Two Walls Blocking the Upside
While the floor is holding, the ceiling is firm too. Bitcoin is currently trading below two major onchain metrics clustered around $77,000, the true market mean and the short‑term holder cost basis. Both levels are widely monitored as indicators of broader market sentiment and short‑term positioning.
Until Bitcoin breaks cleanly above $77,000, these two levels will continue to act as overhead resistance. Every rally into that zone is likely to face selling pressure from holders who bought at these prices and are simply looking to break even.
The Options Expiry Putting a Lid on Volatility
Here's where it gets really interesting.

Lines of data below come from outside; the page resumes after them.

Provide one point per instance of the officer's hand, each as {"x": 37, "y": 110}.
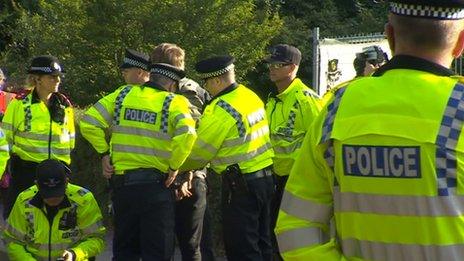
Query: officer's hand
{"x": 107, "y": 168}
{"x": 171, "y": 177}
{"x": 68, "y": 255}
{"x": 184, "y": 190}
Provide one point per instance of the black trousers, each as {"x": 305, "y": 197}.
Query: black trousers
{"x": 22, "y": 177}
{"x": 189, "y": 221}
{"x": 207, "y": 245}
{"x": 143, "y": 222}
{"x": 280, "y": 182}
{"x": 246, "y": 221}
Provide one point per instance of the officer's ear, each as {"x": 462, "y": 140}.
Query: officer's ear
{"x": 390, "y": 33}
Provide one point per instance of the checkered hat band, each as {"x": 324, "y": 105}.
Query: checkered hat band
{"x": 166, "y": 73}
{"x": 217, "y": 73}
{"x": 135, "y": 63}
{"x": 43, "y": 69}
{"x": 444, "y": 13}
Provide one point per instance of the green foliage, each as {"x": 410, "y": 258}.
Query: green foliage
{"x": 89, "y": 37}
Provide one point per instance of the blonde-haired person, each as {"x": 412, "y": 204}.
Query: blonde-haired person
{"x": 192, "y": 218}
{"x": 38, "y": 125}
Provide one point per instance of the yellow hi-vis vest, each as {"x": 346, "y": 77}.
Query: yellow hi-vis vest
{"x": 385, "y": 159}
{"x": 290, "y": 114}
{"x": 233, "y": 129}
{"x": 33, "y": 135}
{"x": 149, "y": 128}
{"x": 77, "y": 226}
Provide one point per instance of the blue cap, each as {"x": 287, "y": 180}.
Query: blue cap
{"x": 432, "y": 9}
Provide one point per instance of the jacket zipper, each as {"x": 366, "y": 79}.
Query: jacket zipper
{"x": 50, "y": 137}
{"x": 50, "y": 223}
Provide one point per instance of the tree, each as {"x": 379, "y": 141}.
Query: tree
{"x": 89, "y": 37}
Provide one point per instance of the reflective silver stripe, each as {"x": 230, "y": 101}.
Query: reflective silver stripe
{"x": 91, "y": 120}
{"x": 92, "y": 229}
{"x": 140, "y": 132}
{"x": 234, "y": 114}
{"x": 299, "y": 238}
{"x": 181, "y": 117}
{"x": 165, "y": 113}
{"x": 37, "y": 136}
{"x": 204, "y": 145}
{"x": 249, "y": 137}
{"x": 241, "y": 157}
{"x": 369, "y": 250}
{"x": 182, "y": 130}
{"x": 305, "y": 209}
{"x": 14, "y": 232}
{"x": 54, "y": 246}
{"x": 103, "y": 112}
{"x": 56, "y": 151}
{"x": 141, "y": 150}
{"x": 399, "y": 205}
{"x": 7, "y": 126}
{"x": 5, "y": 148}
{"x": 287, "y": 149}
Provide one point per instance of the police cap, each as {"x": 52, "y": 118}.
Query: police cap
{"x": 51, "y": 177}
{"x": 134, "y": 59}
{"x": 432, "y": 9}
{"x": 172, "y": 72}
{"x": 215, "y": 66}
{"x": 45, "y": 64}
{"x": 284, "y": 53}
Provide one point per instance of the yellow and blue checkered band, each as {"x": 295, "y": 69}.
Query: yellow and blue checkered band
{"x": 135, "y": 63}
{"x": 217, "y": 73}
{"x": 425, "y": 11}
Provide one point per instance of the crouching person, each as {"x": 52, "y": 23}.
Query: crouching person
{"x": 54, "y": 220}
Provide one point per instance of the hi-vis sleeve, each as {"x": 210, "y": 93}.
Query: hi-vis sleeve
{"x": 307, "y": 206}
{"x": 96, "y": 121}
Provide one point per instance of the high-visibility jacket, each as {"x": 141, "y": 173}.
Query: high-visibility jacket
{"x": 149, "y": 128}
{"x": 290, "y": 114}
{"x": 5, "y": 99}
{"x": 233, "y": 129}
{"x": 4, "y": 152}
{"x": 33, "y": 135}
{"x": 385, "y": 158}
{"x": 77, "y": 226}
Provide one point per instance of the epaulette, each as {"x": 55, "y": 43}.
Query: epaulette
{"x": 22, "y": 94}
{"x": 82, "y": 192}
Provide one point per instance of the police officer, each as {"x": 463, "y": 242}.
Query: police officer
{"x": 191, "y": 204}
{"x": 134, "y": 67}
{"x": 151, "y": 134}
{"x": 233, "y": 136}
{"x": 385, "y": 156}
{"x": 54, "y": 219}
{"x": 38, "y": 125}
{"x": 290, "y": 113}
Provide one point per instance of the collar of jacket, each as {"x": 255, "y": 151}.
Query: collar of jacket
{"x": 153, "y": 85}
{"x": 228, "y": 89}
{"x": 290, "y": 89}
{"x": 37, "y": 202}
{"x": 35, "y": 96}
{"x": 413, "y": 63}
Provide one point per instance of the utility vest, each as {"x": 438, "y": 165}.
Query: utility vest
{"x": 149, "y": 128}
{"x": 32, "y": 133}
{"x": 397, "y": 166}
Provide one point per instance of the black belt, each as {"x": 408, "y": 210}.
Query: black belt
{"x": 266, "y": 172}
{"x": 138, "y": 176}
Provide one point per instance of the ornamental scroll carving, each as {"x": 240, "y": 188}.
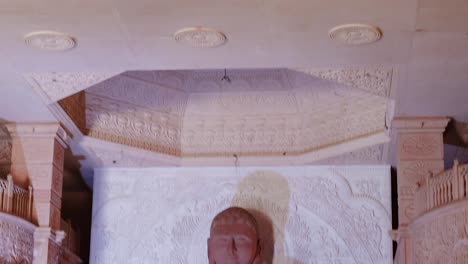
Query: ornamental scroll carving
{"x": 336, "y": 220}
{"x": 16, "y": 240}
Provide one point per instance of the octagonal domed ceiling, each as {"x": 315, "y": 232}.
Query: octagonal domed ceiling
{"x": 259, "y": 112}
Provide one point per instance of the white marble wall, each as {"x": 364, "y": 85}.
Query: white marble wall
{"x": 318, "y": 214}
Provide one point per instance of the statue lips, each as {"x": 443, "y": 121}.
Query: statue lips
{"x": 233, "y": 238}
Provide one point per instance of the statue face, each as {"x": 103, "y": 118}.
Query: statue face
{"x": 233, "y": 244}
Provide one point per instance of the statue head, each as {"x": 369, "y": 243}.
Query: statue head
{"x": 234, "y": 238}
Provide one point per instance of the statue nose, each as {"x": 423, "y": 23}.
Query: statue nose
{"x": 232, "y": 247}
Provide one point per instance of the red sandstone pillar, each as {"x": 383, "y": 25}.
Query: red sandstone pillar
{"x": 420, "y": 152}
{"x": 37, "y": 160}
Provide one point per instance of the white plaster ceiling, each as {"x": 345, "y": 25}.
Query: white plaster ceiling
{"x": 423, "y": 41}
{"x": 261, "y": 112}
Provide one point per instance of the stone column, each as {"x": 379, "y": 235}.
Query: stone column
{"x": 420, "y": 151}
{"x": 37, "y": 160}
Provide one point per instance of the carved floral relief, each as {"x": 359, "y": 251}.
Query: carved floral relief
{"x": 306, "y": 214}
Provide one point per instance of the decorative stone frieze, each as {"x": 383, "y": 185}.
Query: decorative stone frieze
{"x": 419, "y": 154}
{"x": 261, "y": 112}
{"x": 53, "y": 86}
{"x": 17, "y": 242}
{"x": 37, "y": 160}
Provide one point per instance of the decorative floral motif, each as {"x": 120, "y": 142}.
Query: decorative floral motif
{"x": 442, "y": 239}
{"x": 58, "y": 85}
{"x": 376, "y": 80}
{"x": 16, "y": 243}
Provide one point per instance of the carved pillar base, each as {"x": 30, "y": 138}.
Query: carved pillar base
{"x": 47, "y": 245}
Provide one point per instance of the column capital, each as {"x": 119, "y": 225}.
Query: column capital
{"x": 420, "y": 124}
{"x": 38, "y": 130}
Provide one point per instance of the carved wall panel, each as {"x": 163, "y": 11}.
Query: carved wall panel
{"x": 16, "y": 240}
{"x": 441, "y": 237}
{"x": 306, "y": 214}
{"x": 5, "y": 152}
{"x": 369, "y": 155}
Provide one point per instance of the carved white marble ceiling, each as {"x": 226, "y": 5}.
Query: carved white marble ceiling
{"x": 261, "y": 112}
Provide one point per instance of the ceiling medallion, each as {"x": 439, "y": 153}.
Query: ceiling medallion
{"x": 355, "y": 34}
{"x": 50, "y": 40}
{"x": 200, "y": 37}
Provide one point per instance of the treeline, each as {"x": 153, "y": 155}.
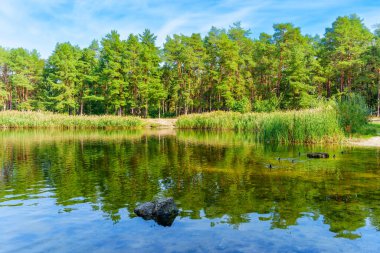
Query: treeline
{"x": 225, "y": 70}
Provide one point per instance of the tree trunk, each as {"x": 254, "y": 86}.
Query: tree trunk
{"x": 341, "y": 81}
{"x": 328, "y": 88}
{"x": 378, "y": 94}
{"x": 81, "y": 108}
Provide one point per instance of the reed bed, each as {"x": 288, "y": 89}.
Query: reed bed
{"x": 318, "y": 125}
{"x": 16, "y": 119}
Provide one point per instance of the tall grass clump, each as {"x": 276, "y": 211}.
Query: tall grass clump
{"x": 353, "y": 113}
{"x": 305, "y": 126}
{"x": 16, "y": 119}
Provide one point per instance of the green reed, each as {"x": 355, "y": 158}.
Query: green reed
{"x": 16, "y": 119}
{"x": 304, "y": 126}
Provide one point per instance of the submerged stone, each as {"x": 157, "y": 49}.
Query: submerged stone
{"x": 145, "y": 210}
{"x": 163, "y": 211}
{"x": 318, "y": 155}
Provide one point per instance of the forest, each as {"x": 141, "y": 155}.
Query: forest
{"x": 226, "y": 70}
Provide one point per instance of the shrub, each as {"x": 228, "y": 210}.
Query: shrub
{"x": 352, "y": 112}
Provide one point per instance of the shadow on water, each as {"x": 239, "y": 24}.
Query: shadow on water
{"x": 211, "y": 175}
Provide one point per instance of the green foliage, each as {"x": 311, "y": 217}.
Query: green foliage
{"x": 225, "y": 70}
{"x": 352, "y": 112}
{"x": 305, "y": 126}
{"x": 15, "y": 119}
{"x": 267, "y": 105}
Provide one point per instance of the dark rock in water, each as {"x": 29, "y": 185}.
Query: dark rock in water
{"x": 163, "y": 211}
{"x": 318, "y": 155}
{"x": 145, "y": 210}
{"x": 165, "y": 207}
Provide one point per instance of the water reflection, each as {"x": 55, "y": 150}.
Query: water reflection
{"x": 223, "y": 177}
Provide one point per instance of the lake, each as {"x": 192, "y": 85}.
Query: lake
{"x": 66, "y": 191}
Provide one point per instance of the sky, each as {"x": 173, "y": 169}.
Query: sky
{"x": 40, "y": 24}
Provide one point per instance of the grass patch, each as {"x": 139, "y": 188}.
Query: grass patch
{"x": 369, "y": 130}
{"x": 319, "y": 125}
{"x": 16, "y": 119}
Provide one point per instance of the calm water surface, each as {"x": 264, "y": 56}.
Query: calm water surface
{"x": 63, "y": 191}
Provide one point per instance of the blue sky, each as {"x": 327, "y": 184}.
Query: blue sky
{"x": 40, "y": 24}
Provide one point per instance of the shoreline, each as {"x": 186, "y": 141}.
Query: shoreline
{"x": 371, "y": 142}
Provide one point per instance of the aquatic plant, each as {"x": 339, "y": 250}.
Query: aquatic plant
{"x": 304, "y": 126}
{"x": 16, "y": 119}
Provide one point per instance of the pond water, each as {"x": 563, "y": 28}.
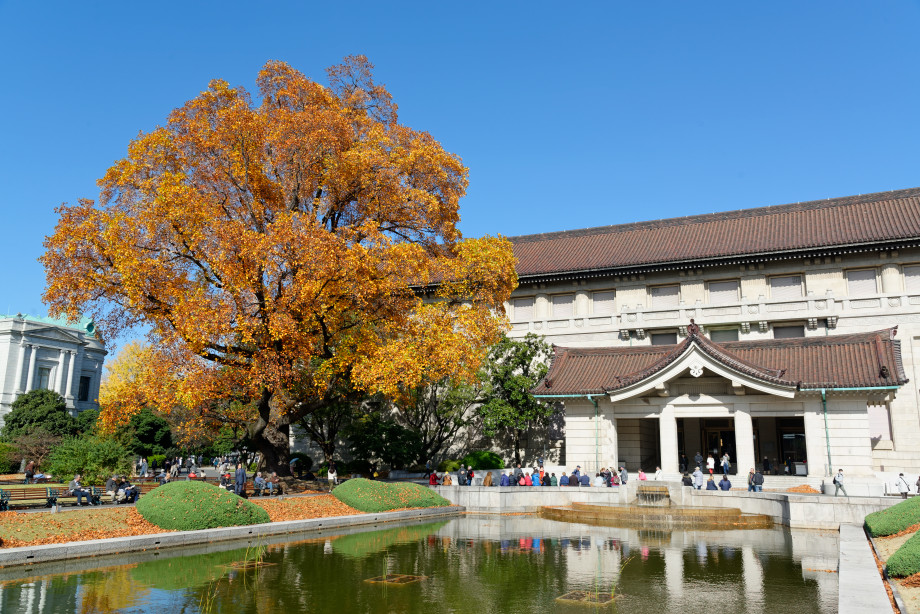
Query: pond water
{"x": 479, "y": 564}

Bitcoin isn't just being contained by onchain levels, the derivatives market is actively suppressing movement too.
Attention is turning toward the May 29 options expiry on Deribit, where roughly $6.6 billion in open interest is set to expire. The largest concentration of call options, about $600 million, sits at the $80,000 strike price. The largest put positioning is concentrated at $75,000, with around $377 million in open interest.
Market makers and traders are incentivised to keep price action pinned between these levels as expiry approaches, contributing to the current period of compressed volatility.
In plain terms: the people with the biggest positions benefit from Bitcoin staying between $75,000 and $80,000 until Friday. And right now, that's exactly what's happening.
15% of All Bitcoin Is Stuck in This Range
The concentration of supply in this zone makes the situation even stickier. Glassnode data shows that more than 15% of bitcoin's circulating supply has been acquired between $74,000 and $83,000, highlighting just how compressed the current trading range has become and how much supply is concentrated around these levels.
That's an enormous amount of Bitcoin sitting at or near its cost basis. Owners aren't panicking, but they're not aggressively buying either. Everyone is just waiting.
What Happens After Friday
Once the May 29 options expiry clears, the artificial pressure keeping Bitcoin range‑bound should ease. When it does, the next directional move, up or down, could be sharp. Until then, the market is in a holding pattern with very clearly defined boundaries. Watch $74,500 on the downside and $77,000 on the upside. A decisive break of either tells the whole story.